Several studies implicated mitochondrial ROS in the induction of autophagy.^24,25 Cancer cells have an antioxidant system where antioxidant enzymes such as manganese-superoxide dismutase (SOD), catalase, and glutathione peroxidase eliminate ROS.²³ Chen et al.²⁴ recently reported that oxidative stress induced by H₂O₂ or SOD inhibitor 2-methoxyestradiol (2-ME) can cause autophagic cell death in transformed cell line HEK293, and cancer cell lines U87 and HeLa. Similarly, our data also indicated that autophagy induced by VPA is dependent on oxidative stress, suggesting that oxidative stress occurs upstream of autophagy. Therefore, our results may propose a central role for mitochondria as the source for redox regulation of autophagy after exposure to VPA in glioma cells. However, is the regulation of autophagy limited to mitochondria ROS production alone? Scherz-Shouval et al.²⁶ discovered redox as a posttranslational modification that regulates autophagy through the regulation of autophagy effector Atg4. In this study, we found that ERK1/2 activation was also regulated by oxidative stress.

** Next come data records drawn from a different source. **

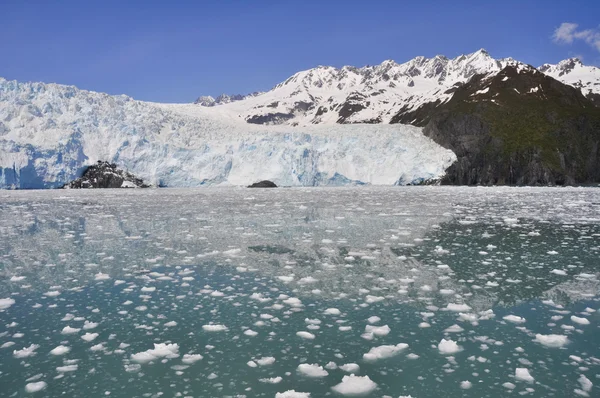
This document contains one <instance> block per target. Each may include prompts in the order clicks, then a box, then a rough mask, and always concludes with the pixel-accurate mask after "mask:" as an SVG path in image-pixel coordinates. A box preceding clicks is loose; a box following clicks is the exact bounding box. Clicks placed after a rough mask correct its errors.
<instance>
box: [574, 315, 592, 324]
mask: <svg viewBox="0 0 600 398" xmlns="http://www.w3.org/2000/svg"><path fill="white" fill-rule="evenodd" d="M571 321H573V322H575V323H577V324H579V325H589V324H590V321H589V320H588V319H587V318H581V317H578V316H575V315H571Z"/></svg>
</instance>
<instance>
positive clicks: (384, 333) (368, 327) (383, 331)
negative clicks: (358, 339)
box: [365, 325, 391, 337]
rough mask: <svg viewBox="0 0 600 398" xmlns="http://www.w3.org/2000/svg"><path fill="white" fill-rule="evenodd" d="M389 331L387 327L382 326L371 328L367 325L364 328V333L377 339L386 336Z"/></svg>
mask: <svg viewBox="0 0 600 398" xmlns="http://www.w3.org/2000/svg"><path fill="white" fill-rule="evenodd" d="M390 331H391V329H390V327H389V326H388V325H383V326H373V325H367V326H365V333H372V334H373V335H375V336H377V337H381V336H387V335H388V334H389V333H390Z"/></svg>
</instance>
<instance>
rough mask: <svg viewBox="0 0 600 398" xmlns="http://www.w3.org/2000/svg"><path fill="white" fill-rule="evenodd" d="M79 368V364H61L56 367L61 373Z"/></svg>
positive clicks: (74, 370)
mask: <svg viewBox="0 0 600 398" xmlns="http://www.w3.org/2000/svg"><path fill="white" fill-rule="evenodd" d="M78 368H79V365H77V364H75V365H65V366H59V367H57V368H56V371H57V372H59V373H67V372H75V371H76V370H77V369H78Z"/></svg>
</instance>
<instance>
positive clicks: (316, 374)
mask: <svg viewBox="0 0 600 398" xmlns="http://www.w3.org/2000/svg"><path fill="white" fill-rule="evenodd" d="M296 371H297V372H298V373H300V374H302V375H304V376H307V377H325V376H327V375H329V372H327V371H326V370H325V369H323V367H322V366H319V365H318V364H316V363H315V364H308V363H303V364H300V365H298V368H296Z"/></svg>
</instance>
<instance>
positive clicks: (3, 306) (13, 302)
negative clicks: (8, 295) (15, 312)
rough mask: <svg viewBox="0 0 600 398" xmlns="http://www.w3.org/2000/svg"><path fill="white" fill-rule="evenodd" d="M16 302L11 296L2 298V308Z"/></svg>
mask: <svg viewBox="0 0 600 398" xmlns="http://www.w3.org/2000/svg"><path fill="white" fill-rule="evenodd" d="M14 303H15V300H13V299H11V298H5V299H0V310H6V309H8V308H9V307H10V306H11V305H13V304H14Z"/></svg>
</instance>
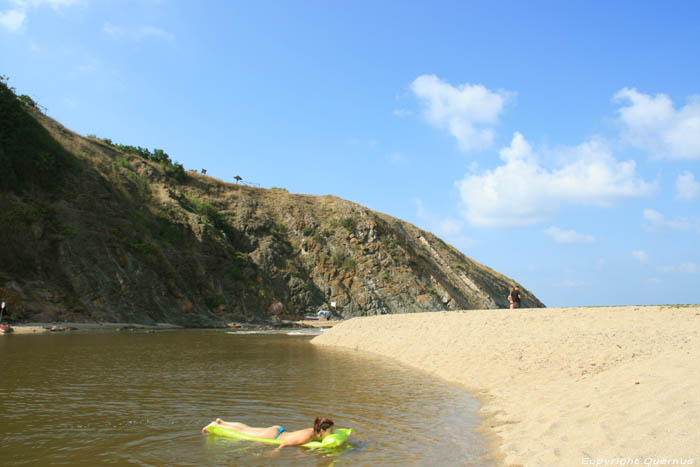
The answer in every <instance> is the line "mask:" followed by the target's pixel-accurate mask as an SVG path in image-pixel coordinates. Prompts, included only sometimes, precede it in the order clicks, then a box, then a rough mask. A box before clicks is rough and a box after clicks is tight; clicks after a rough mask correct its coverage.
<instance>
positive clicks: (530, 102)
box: [0, 0, 700, 307]
mask: <svg viewBox="0 0 700 467" xmlns="http://www.w3.org/2000/svg"><path fill="white" fill-rule="evenodd" d="M698 24H700V3H698V2H693V1H689V2H683V1H674V2H643V1H633V2H625V1H616V2H607V1H581V2H579V1H567V2H545V1H532V2H525V1H512V2H511V1H508V2H505V1H504V2H497V1H493V2H490V1H488V2H476V1H458V2H440V1H431V2H427V1H423V2H411V1H395V2H392V1H383V2H376V1H374V2H370V1H367V2H364V1H352V2H349V1H345V2H340V1H298V2H293V1H274V2H268V1H255V2H235V1H218V2H215V1H201V2H192V1H175V0H172V1H169V0H139V1H126V0H120V1H117V0H114V1H110V0H103V1H92V0H9V1H8V0H0V74H3V75H7V76H9V77H10V82H9V83H10V85H12V86H14V87H15V88H17V91H18V92H19V93H25V94H29V95H30V96H32V97H33V98H35V99H36V100H37V101H38V102H39V103H40V104H41V105H43V106H45V107H46V108H47V113H48V115H50V116H52V117H54V118H55V119H57V120H58V121H60V122H61V123H63V124H64V125H66V126H67V127H69V128H70V129H72V130H74V131H77V132H79V133H81V134H84V135H87V134H96V135H98V136H100V137H107V138H111V139H112V140H114V141H115V142H119V143H124V144H132V145H140V146H144V147H149V148H162V149H165V151H166V152H167V153H168V154H170V156H171V157H172V158H173V159H174V160H176V161H179V162H181V163H182V164H183V165H184V166H185V168H187V169H202V168H205V169H207V170H208V174H209V175H213V176H215V177H217V178H220V179H222V180H225V181H231V180H232V179H233V177H234V176H235V175H240V176H241V177H243V179H244V181H247V182H250V183H257V184H259V185H261V186H263V187H282V188H286V189H287V190H289V191H290V192H292V193H307V194H315V195H325V194H333V195H336V196H339V197H341V198H344V199H348V200H352V201H355V202H357V203H360V204H363V205H365V206H368V207H369V208H371V209H375V210H378V211H381V212H384V213H387V214H390V215H393V216H395V217H398V218H401V219H404V220H407V221H409V222H412V223H414V224H416V225H418V226H419V227H421V228H424V229H426V230H429V231H431V232H433V233H435V234H436V235H438V236H440V237H441V238H443V239H444V240H445V241H447V242H449V243H451V244H452V245H454V246H456V247H457V248H459V249H460V250H461V251H462V252H464V253H465V254H466V255H467V256H469V257H471V258H473V259H475V260H477V261H479V262H481V263H483V264H485V265H487V266H489V267H491V268H493V269H495V270H497V271H499V272H502V273H504V274H506V275H507V276H509V277H511V278H513V279H514V280H516V281H518V282H520V283H521V284H522V285H524V286H525V287H526V288H528V289H530V290H531V291H533V292H534V293H535V294H536V295H537V296H538V297H539V298H540V299H541V300H542V301H543V302H544V303H545V304H546V305H548V306H550V307H553V306H581V305H626V304H667V303H674V304H675V303H698V302H700V298H699V297H700V295H699V293H698V290H700V287H698V285H699V284H700V281H699V279H700V271H698V269H699V267H700V249H699V248H698V246H697V245H698V241H699V240H700V209H699V207H700V58H699V57H700V54H698V50H699V49H700V28H698V27H697V25H698Z"/></svg>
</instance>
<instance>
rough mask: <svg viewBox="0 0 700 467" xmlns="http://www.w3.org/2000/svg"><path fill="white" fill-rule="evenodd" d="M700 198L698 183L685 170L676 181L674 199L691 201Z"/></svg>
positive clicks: (693, 178) (678, 176)
mask: <svg viewBox="0 0 700 467" xmlns="http://www.w3.org/2000/svg"><path fill="white" fill-rule="evenodd" d="M698 198H700V183H698V182H697V181H695V176H694V175H693V174H692V173H691V172H688V171H687V170H686V171H685V172H683V173H682V174H680V175H679V176H678V178H677V179H676V199H680V200H684V201H692V200H694V199H698Z"/></svg>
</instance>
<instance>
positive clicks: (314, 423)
mask: <svg viewBox="0 0 700 467" xmlns="http://www.w3.org/2000/svg"><path fill="white" fill-rule="evenodd" d="M212 425H219V426H222V427H224V428H231V429H232V430H236V431H240V432H241V433H244V434H246V435H250V436H255V437H256V438H266V439H279V440H281V441H282V444H281V445H280V447H279V448H277V449H282V448H283V447H285V446H299V445H300V444H304V443H308V442H309V441H320V440H322V439H323V438H324V437H325V436H327V435H330V434H331V433H333V420H331V419H330V418H316V420H315V421H314V427H313V428H305V429H303V430H297V431H287V430H285V429H284V428H282V427H281V426H279V425H274V426H269V427H267V428H255V427H252V426H248V425H246V424H244V423H238V422H225V421H223V420H221V419H220V418H217V419H216V421H214V422H211V423H210V424H209V425H207V426H205V427H204V428H202V433H208V432H209V427H210V426H212Z"/></svg>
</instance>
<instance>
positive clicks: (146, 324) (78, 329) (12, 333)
mask: <svg viewBox="0 0 700 467" xmlns="http://www.w3.org/2000/svg"><path fill="white" fill-rule="evenodd" d="M341 322H342V320H319V321H316V320H298V321H281V322H279V323H271V324H260V323H228V325H227V326H225V327H220V328H209V329H250V330H257V329H288V328H289V329H310V328H331V327H333V326H335V325H336V324H338V323H341ZM11 326H12V332H11V333H8V334H0V336H2V335H11V334H45V333H57V332H72V331H95V330H107V331H132V330H146V331H162V330H171V329H199V328H186V327H184V326H178V325H176V324H169V323H156V324H135V323H72V322H56V323H22V324H13V325H11Z"/></svg>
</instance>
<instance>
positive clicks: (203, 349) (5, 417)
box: [0, 330, 495, 466]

Upregulation of ERK1/2 activity via enhanced activity of the ras/raf-1/MEK/ERK pathway is imperative for induction of autophagy in HT-29 colon cancer cells.²⁷ Lee et al.²⁸ showed that H₂O₂ treatment resulted in marked sustained activation of ERK, which can be prevented by catalase, the hydrogen peroxide scavenger. ERK2 knockdown by siRNA leads to collapse of MMP with acute oxidative stress in human lens epithelial cells.²⁹ Some evidence exists that the ERK pathway mediates apoptosis via the upstream action of mitochondrial cytochrome c release and caspase-3 activation through upregulation of Bax and p53.³⁰ Our data actually revealed an opposite role of ERK in VPA-induced apoptosis, since its inhibition by PD98059 led to enhanced apoptosis. Thus, ERK1/2 activation might play a pivotal role in switching to oxidative stress–induced autophagy rather than apoptosis in glioma cells.

Recently, Sarkar et al.³¹ proposed that lithium induced autophagy via inositol monophosphatase (IMPase) inhibition, leading to free inositol depletion and reduced myo-inositol-1,4,5-triphosphate (IP3) levels. This represents a novel way of regulating mammalian autophagy, independent of the mTOR. Although inositol depletion is a first event shown to be common to lithium and VPA, VPA did not demonstrate any direct stimulation or inhibition on partially purified IMPase preparation derived from bovine brain, suggesting that reduced IP3 levels might be caused by other mechanisms.³² Nevertheless, our data also showed that addition of inositol did not attenuate autophagy induced by VPA, suggesting a different mechanism from that of lithium.

In summary, in the present study, we have demonstrated, for the first time, that VPA induced autophagy in malignant glioma cells through modulating oxidative stress. ERK1/2 activation is also required for induction of autophagy mediated by oxidative stress. In addition, a previous study indicated that autophagy failed to be significantly induced in primary astrocytes under oxidative stress.²⁴ Thus, targeting ROS generation could selectively induce autophagic cell death in cancer cells. This may lead to new strategies to develop therapeutic drugs that will selectively target cancer cells to undergo autophagy, inducing cell death independent of apoptosis. We also found that treatment combining temezolomide or rapamycin with VPA had a synergistic effect on development of autophagy in these glioma cell lines, which may provide a promising rationale for using therapies that combine VPA and other proautophagic drugs for the treatment of patients with apoptosis-resistant gliomas. Recently, clinical trials have been conducted to determine the safety, toxicity, and maximum tolerated dose of VPA alone or in combination in solid tumor malignancies and to define its clinical feasibility.^33,34 Thus, VPA could be a drug that could eventually be used in combination therapies, with classical cytotoxics, proautophagic drugs, or radiation, in gliomas.

Funding

This research was supported by the National Natural Science Foundation of China (No. 30772551) and State Key Laboratory for Cancer Research in Southern China Grant 985-II.

Conflict of interest statement. None declared.